Asserting container health when using docker with Ansible
When using Docker with Ansible, the docker_container
and docker_compose
modules are usually used to manage containers.
While these modules work fine and provide a lot of options, the Ansible task itself will only check if this specific task was successful or not.
This means it will only check for valid inputs and if the container was started or not.
It will not check if the container is actually in a healthy state after starting up.
This is an issue when trusting your build pipeline that the job has actually properly succeeded, i.e., that a healthy container is doing its job now. What you really want is that Ansible is also asserting the healthiness of the container after startup. And failing the playbook if the container is not healthy.
To achieve this, two components are necessary:
- A healthcheck within the container
- An Ansible task that periodically checks the status of the container’s healthcheck
Docker container healthcheck
Many containers do not have a healthcheck built-in.
Yet often, their underlying service provides an API endpoint to check the health of the service.
For example, a webserver might provide an endpoint /health
that returns a 200 OK
if the service is healthy and a 500 Internal Server Error
if the service is not healthy.
Look out for the (healthy)
suffix in the container overview to check if there is a healthcheck in place already.
If not, try to add one yourself.
Ansible task to check container health
Now, the important part: The following docker_container_info
task will check whether the State.Health.Status
field of the container is healthy
or not.
As configured, it will retry this check 15 times, with a delay of 10 seconds between each check.

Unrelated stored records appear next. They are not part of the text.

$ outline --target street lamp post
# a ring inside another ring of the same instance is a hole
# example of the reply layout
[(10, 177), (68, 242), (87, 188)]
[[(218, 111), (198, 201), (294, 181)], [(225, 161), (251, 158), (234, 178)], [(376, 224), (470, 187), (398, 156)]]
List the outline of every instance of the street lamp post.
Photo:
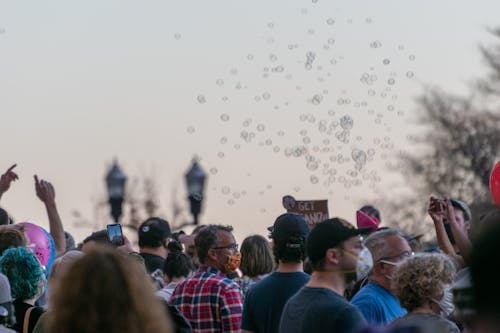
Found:
[(201, 212), (203, 190), (205, 188), (205, 179), (207, 178), (207, 174), (198, 165), (198, 161), (193, 159), (191, 168), (184, 177), (186, 179), (191, 214), (193, 215), (194, 224), (198, 225), (198, 216)]
[(119, 223), (118, 221), (122, 215), (126, 181), (127, 176), (125, 176), (115, 161), (106, 175), (106, 187), (108, 188), (108, 202), (111, 206), (111, 216), (116, 223)]

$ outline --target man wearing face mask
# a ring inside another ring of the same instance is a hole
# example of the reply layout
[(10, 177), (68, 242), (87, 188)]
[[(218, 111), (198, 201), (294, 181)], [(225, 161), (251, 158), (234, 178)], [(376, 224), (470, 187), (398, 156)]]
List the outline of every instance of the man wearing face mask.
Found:
[(365, 241), (373, 258), (370, 281), (352, 298), (370, 324), (387, 325), (406, 314), (391, 292), (392, 274), (412, 255), (410, 245), (396, 229), (387, 228), (371, 234)]
[(344, 297), (348, 280), (356, 277), (363, 249), (360, 234), (345, 220), (318, 223), (307, 239), (307, 256), (313, 273), (309, 282), (286, 303), (280, 333), (353, 333), (365, 325), (359, 310)]
[(177, 285), (170, 302), (191, 323), (193, 333), (240, 332), (243, 296), (227, 278), (240, 263), (231, 226), (209, 225), (194, 243), (200, 260), (196, 273)]

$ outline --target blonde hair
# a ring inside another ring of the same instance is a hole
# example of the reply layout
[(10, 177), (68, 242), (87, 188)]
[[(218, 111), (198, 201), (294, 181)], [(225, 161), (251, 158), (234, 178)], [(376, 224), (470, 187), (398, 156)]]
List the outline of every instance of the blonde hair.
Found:
[(61, 273), (51, 295), (48, 332), (172, 332), (165, 305), (135, 260), (97, 248)]
[(392, 289), (401, 306), (409, 312), (439, 298), (446, 285), (452, 283), (455, 265), (441, 253), (419, 253), (398, 266)]

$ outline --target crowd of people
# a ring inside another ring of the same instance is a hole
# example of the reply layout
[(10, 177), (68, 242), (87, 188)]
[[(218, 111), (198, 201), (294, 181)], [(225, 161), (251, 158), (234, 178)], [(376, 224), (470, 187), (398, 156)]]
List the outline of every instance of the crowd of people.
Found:
[[(150, 217), (134, 249), (106, 230), (75, 244), (54, 187), (34, 181), (51, 241), (0, 208), (0, 333), (500, 332), (500, 210), (473, 220), (465, 203), (430, 197), (437, 248), (383, 226), (367, 205), (356, 223), (284, 213), (262, 231), (269, 239), (250, 235), (241, 247), (237, 226), (188, 235)], [(471, 239), (473, 224), (482, 232)]]

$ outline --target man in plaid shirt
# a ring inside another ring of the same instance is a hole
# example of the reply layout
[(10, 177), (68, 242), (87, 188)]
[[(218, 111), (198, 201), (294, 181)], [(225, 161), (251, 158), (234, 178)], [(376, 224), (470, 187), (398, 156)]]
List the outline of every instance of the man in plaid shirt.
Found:
[(177, 285), (170, 299), (193, 333), (240, 332), (243, 296), (238, 284), (226, 277), (240, 261), (232, 231), (230, 226), (209, 225), (199, 232), (194, 242), (201, 266)]

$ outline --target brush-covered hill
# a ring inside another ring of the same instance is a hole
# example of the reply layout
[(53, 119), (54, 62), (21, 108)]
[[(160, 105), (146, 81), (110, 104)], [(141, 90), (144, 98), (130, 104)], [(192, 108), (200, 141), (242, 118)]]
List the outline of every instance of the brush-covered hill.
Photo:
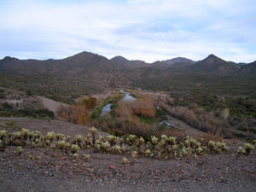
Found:
[(66, 102), (80, 95), (116, 87), (170, 90), (191, 84), (223, 83), (224, 79), (231, 83), (237, 79), (254, 82), (256, 62), (240, 65), (210, 55), (199, 61), (177, 57), (146, 63), (122, 56), (108, 60), (90, 52), (62, 60), (19, 60), (9, 56), (0, 60), (0, 86), (30, 90)]

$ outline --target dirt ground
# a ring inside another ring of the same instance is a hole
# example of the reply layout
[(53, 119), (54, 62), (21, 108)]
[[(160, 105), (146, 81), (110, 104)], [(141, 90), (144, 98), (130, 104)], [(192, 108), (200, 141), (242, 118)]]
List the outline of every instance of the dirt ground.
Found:
[[(15, 125), (66, 135), (86, 134), (88, 128), (61, 121), (12, 119)], [(0, 130), (4, 127), (0, 119)], [(5, 129), (7, 129), (5, 127)], [(88, 161), (61, 150), (15, 147), (0, 152), (0, 191), (256, 191), (256, 152), (237, 155), (235, 151), (169, 160), (92, 154)], [(83, 154), (90, 150), (80, 150)], [(40, 157), (32, 160), (32, 157)]]

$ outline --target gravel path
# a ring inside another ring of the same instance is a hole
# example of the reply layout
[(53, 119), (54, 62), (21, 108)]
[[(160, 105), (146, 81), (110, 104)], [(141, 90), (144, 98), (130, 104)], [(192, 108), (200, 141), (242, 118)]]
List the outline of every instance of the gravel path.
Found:
[[(56, 120), (9, 119), (44, 134), (88, 132), (86, 127)], [(122, 155), (92, 154), (85, 162), (82, 154), (91, 151), (80, 150), (80, 157), (74, 159), (58, 149), (23, 149), (20, 156), (14, 154), (15, 147), (0, 151), (1, 192), (256, 191), (255, 150), (248, 156), (230, 151), (169, 160), (126, 156), (129, 163), (123, 165)], [(32, 160), (30, 155), (40, 158)]]

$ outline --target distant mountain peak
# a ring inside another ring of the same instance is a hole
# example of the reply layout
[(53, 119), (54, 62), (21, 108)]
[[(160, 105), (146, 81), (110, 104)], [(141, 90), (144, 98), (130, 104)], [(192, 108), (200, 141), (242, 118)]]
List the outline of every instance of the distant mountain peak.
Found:
[(172, 59), (170, 59), (170, 60), (166, 60), (166, 61), (162, 61), (161, 62), (164, 62), (164, 63), (166, 63), (166, 64), (169, 64), (169, 65), (172, 65), (172, 64), (175, 64), (175, 63), (182, 63), (182, 62), (195, 62), (195, 61), (192, 61), (192, 60), (189, 60), (189, 59), (187, 59), (185, 57), (175, 57), (175, 58), (172, 58)]
[(111, 61), (128, 61), (126, 58), (123, 57), (123, 56), (120, 56), (120, 55), (117, 55), (117, 56), (114, 56), (111, 59)]
[(213, 55), (213, 54), (211, 54), (211, 55), (209, 55), (205, 60), (222, 60), (222, 61), (224, 61), (223, 59), (221, 59), (221, 58), (219, 58), (219, 57), (218, 57), (218, 56), (216, 56), (215, 55)]

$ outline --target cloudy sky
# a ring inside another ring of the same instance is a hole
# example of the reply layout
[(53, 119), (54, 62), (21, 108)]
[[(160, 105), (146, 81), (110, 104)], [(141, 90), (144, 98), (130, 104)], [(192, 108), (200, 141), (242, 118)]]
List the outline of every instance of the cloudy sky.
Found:
[(255, 0), (1, 0), (0, 58), (256, 60)]

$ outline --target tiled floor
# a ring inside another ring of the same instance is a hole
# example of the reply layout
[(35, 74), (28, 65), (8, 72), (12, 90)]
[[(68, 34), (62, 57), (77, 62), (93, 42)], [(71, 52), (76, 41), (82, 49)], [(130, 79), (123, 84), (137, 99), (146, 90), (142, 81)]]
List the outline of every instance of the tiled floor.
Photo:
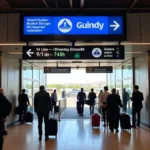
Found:
[(4, 150), (149, 150), (150, 133), (143, 129), (112, 133), (101, 126), (92, 129), (90, 120), (62, 120), (57, 139), (38, 141), (37, 121), (33, 125), (8, 129)]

- name: Assert container health
community.docker.docker_container_info:
name: "<your container name>"
until: "container_info.container.State.Health.Status == 'healthy'"
register: container_info
retries: 15
delay: 10
When starting up, most healthchecks take a while to become “healthy”. But once this state is reached, you can be sure that the container is in a healthy state and the playbook can safely continue. If not, your playbook will fail after the last retry failed, and you will notice that something is wrong with your container.